"Incarcerated" and "Strangulated" Inguinal Hernias are surgical emergencies
- A femoral Hernia is a weakness in the abdominal wall
- This allows abdominal contents to enter
Herniated material may just be peritoneum and fat but can be small bowel.
- Herniated material can be pushed back : reducible hernia
- Herniated material may not be able to be pushed back : non reducible
- Incarcerated: Bowel can become trapped and cause obstruction.
- Strangulated: Bowel can have its vascular supply compromised and be strangulated
- These are acute surgical emergencies
- Males > Females x 8, Increasing age
- Family history, Prostatectomy
- Low BMI, Connective tissue disorders
Indirect and Direct
- Indirect: exits via the external inguinal ring and is due to an inherited predisposition from birth. It may not become apparent until later in life. Women and children may develop this type of hernia but far commoner in men.
- Direct: Bulges through the posterior wall of the inguinal canal and tends to be seen in older patients. This type of hernia primarily occurs in men. Rare in women and children. More common with Obesity, Heavy lifting, Coughing, Straining with urination or defecation, COPD, Ascites, Peritoneal dialysis, Ventriculoperitoneal shunt
- Swelling lies below inguinal ligament
- Emerges above and medial to the pubic tubercle
- It has a positive cough impulse
- The hernia can extend to the scrotum
- May cause pain and discomfort
- Tenderness may suggest possible strangulation
- Sudden increase in pain or discomfort should seek assessment
- FBC, U&E, LFT, CRP, Group and save
- AXR and Erect CXR
- CT Abdomen
- USS/CT/MRI may be used to image the defect
- Acute Presentation - ABC, IV fluids, Nil by Mouth, Analgesia, Fluid Resuscitation if pain or incarcerated/strangulated/obstructed needs urgent surgical review. May need IV antibiotics. The strangulated bowel can result in necrosis and gangrene.

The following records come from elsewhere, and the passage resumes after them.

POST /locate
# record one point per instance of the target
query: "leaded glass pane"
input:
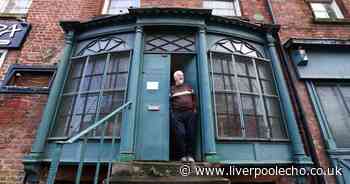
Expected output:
(228, 115)
(254, 106)
(170, 42)
(335, 106)
(85, 89)
(253, 117)
(104, 44)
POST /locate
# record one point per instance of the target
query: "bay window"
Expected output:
(246, 101)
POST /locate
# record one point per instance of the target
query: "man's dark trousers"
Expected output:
(184, 123)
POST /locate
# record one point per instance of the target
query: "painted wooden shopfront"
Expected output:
(245, 114)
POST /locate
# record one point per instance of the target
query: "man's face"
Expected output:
(179, 78)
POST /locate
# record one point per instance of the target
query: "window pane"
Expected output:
(75, 75)
(337, 114)
(318, 7)
(336, 10)
(228, 115)
(117, 75)
(261, 114)
(119, 6)
(245, 66)
(277, 128)
(78, 110)
(222, 7)
(94, 73)
(110, 102)
(254, 117)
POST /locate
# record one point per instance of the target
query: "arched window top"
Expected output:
(103, 45)
(231, 45)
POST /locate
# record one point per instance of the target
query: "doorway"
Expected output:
(154, 132)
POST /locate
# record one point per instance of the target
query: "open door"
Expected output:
(187, 64)
(153, 126)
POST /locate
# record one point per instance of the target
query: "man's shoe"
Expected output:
(184, 159)
(190, 159)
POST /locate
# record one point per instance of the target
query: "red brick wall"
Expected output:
(296, 19)
(45, 40)
(20, 115)
(44, 45)
(250, 8)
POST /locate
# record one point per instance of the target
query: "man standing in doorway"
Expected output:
(183, 102)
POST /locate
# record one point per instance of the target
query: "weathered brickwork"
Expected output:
(45, 40)
(296, 19)
(20, 115)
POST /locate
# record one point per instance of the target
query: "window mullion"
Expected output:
(213, 91)
(100, 96)
(239, 100)
(127, 79)
(266, 122)
(77, 96)
(342, 98)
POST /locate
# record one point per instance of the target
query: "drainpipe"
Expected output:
(293, 92)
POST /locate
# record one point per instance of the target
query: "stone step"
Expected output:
(163, 172)
(169, 180)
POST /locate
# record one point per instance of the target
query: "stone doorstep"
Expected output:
(169, 180)
(160, 172)
(154, 168)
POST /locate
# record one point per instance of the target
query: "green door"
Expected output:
(153, 126)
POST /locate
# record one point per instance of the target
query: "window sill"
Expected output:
(13, 15)
(24, 90)
(229, 139)
(332, 21)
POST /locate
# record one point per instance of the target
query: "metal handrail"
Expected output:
(82, 135)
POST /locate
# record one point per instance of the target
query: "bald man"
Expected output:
(183, 102)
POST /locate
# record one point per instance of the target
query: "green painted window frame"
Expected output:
(320, 113)
(254, 58)
(108, 52)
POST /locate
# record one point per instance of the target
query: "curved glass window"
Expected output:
(245, 97)
(335, 102)
(96, 85)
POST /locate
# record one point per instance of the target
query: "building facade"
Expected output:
(85, 86)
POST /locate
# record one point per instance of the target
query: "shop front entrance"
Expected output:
(155, 133)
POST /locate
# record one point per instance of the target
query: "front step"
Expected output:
(169, 180)
(139, 172)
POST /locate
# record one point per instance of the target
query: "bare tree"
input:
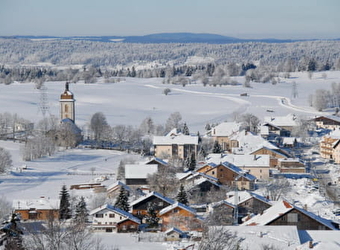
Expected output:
(164, 181)
(5, 160)
(249, 122)
(173, 122)
(5, 207)
(276, 188)
(99, 126)
(219, 238)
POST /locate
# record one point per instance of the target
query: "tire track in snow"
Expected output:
(283, 101)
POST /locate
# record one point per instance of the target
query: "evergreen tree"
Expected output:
(185, 129)
(64, 209)
(122, 201)
(81, 211)
(191, 162)
(182, 196)
(151, 218)
(217, 148)
(199, 137)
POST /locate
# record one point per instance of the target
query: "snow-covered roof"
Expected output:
(280, 208)
(289, 120)
(138, 171)
(289, 140)
(156, 194)
(199, 181)
(321, 239)
(276, 150)
(248, 142)
(244, 196)
(256, 238)
(174, 229)
(219, 203)
(334, 134)
(264, 130)
(117, 185)
(41, 203)
(242, 160)
(159, 160)
(225, 129)
(331, 117)
(239, 171)
(178, 139)
(177, 205)
(108, 207)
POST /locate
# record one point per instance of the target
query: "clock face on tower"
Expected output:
(67, 107)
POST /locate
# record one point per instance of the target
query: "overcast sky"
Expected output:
(242, 19)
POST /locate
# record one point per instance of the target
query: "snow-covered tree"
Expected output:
(122, 200)
(99, 126)
(151, 218)
(217, 148)
(185, 129)
(64, 208)
(5, 160)
(182, 196)
(81, 212)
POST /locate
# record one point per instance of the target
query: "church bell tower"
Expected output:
(67, 107)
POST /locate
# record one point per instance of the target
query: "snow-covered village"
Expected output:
(260, 171)
(169, 125)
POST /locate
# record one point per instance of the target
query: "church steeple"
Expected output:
(67, 107)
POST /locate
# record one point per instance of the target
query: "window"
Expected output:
(292, 217)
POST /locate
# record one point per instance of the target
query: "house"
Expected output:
(175, 145)
(291, 165)
(140, 206)
(274, 153)
(157, 161)
(229, 174)
(174, 234)
(329, 145)
(114, 189)
(37, 209)
(222, 133)
(289, 142)
(201, 184)
(108, 218)
(180, 216)
(284, 213)
(248, 202)
(137, 174)
(331, 122)
(285, 124)
(221, 212)
(257, 165)
(245, 142)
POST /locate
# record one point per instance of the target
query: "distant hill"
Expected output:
(165, 38)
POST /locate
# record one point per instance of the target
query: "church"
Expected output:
(69, 134)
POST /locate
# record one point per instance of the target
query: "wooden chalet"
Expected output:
(327, 122)
(180, 216)
(229, 174)
(37, 209)
(110, 219)
(248, 202)
(284, 213)
(140, 206)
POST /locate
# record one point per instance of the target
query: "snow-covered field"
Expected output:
(128, 103)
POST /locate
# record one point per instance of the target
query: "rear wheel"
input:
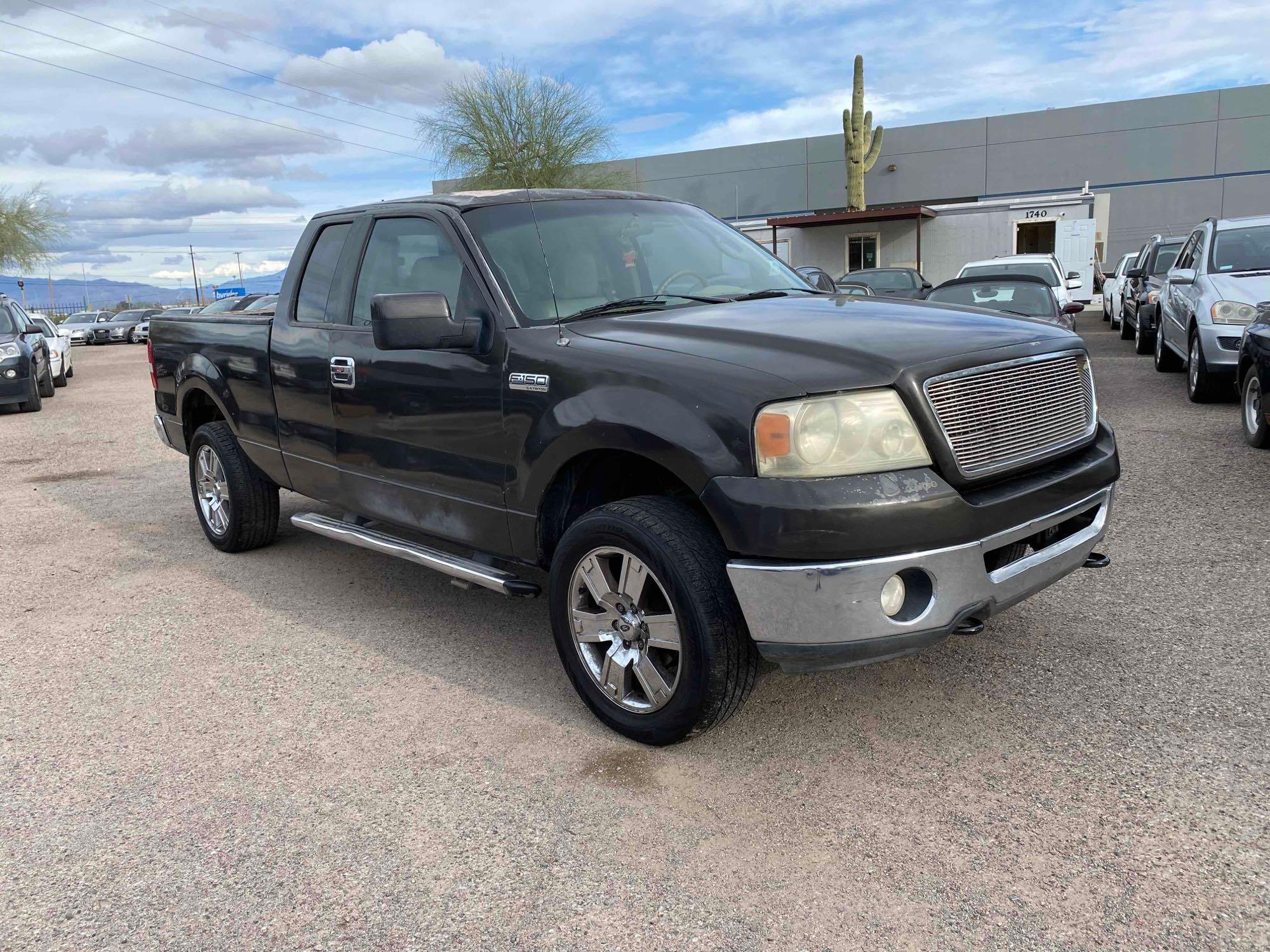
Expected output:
(646, 621)
(237, 505)
(1257, 431)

- Delayed treatment may be fatal. Some may need laparotomy and resection of the large or small bowel. Others may require a period of conservative assessment if not obstructed.
- Most people with inguinal hernias will need surgery to repair the hernia
- Choice is between open and laparoscopic hernia surgery are available.
- Depends on factors such as the size of the hernia and age, health, and medical history.
Open hernia surgery
- Can be done under local anaesthesia.
- Surgeon makes a cut in your groin to view and repairs and reduces the hernia.
- Surgeons use stitches and a piece of mesh to close the abdominal wall.
- This strengthens the weak area where the hernia occurred.
- Sometimes stitches alone can close and strengthen the weak area
Laparoscopic hernia surgery
- Usually done under General anaesthesia
- Surgeon makes several small cuts in your lower abdomen and inserts special tools to view and repair the hernia.
- The surgeon uses a piece of mesh to close and strengthen the abdominal wall.
- Recovery time after laparoscopic surgery may be shorter than with open repair.
Potential Surgical Complications
- Risk of general anaesthesia. Common complications include nausea, vomiting, urinary retention, sore throat, and headache. More serious problems include MI, stroke, pneumonia, and blood clots in the legs.
- DVT/PE: Follow local policies. Getting out of bed after surgery and moving as soon as the doctor allows will help reduce the risk of complications such as pneumonia and blood clots.
- Hernia recurrence. A hernia can recur up to several years after repair. Recurrence is the most common complication of inguinal hernia repair, causing patients to undergo a second operation.
- Bleeding. May cause severe swelling and bluish discolouration of the skin around the incision. Surgery may be necessary to open the incision and stop the bleeding. Bleeding is unusual and occurs in less than 2% of patients.
- Wound infection: Risk is less than 2 per cent. May have a fever, discharge from the incision, and redness, swelling, or tenderness around the incision. Postoperative infection requires antibiotics and review.
- Painful scar. Sometimes people experience sharp, tingling pain in a specific area near the incision after it has healed. The pain usually resolves with time. LA may be injected to help.
- Injury to internal organs. Although extremely rare, injury to the intestine, bladder, kidneys, nerves and blood vessels leading to the legs, internal female organs, and vas deferens-the tube that carries sperm-can occur during hernia surgery and may lead to more operations.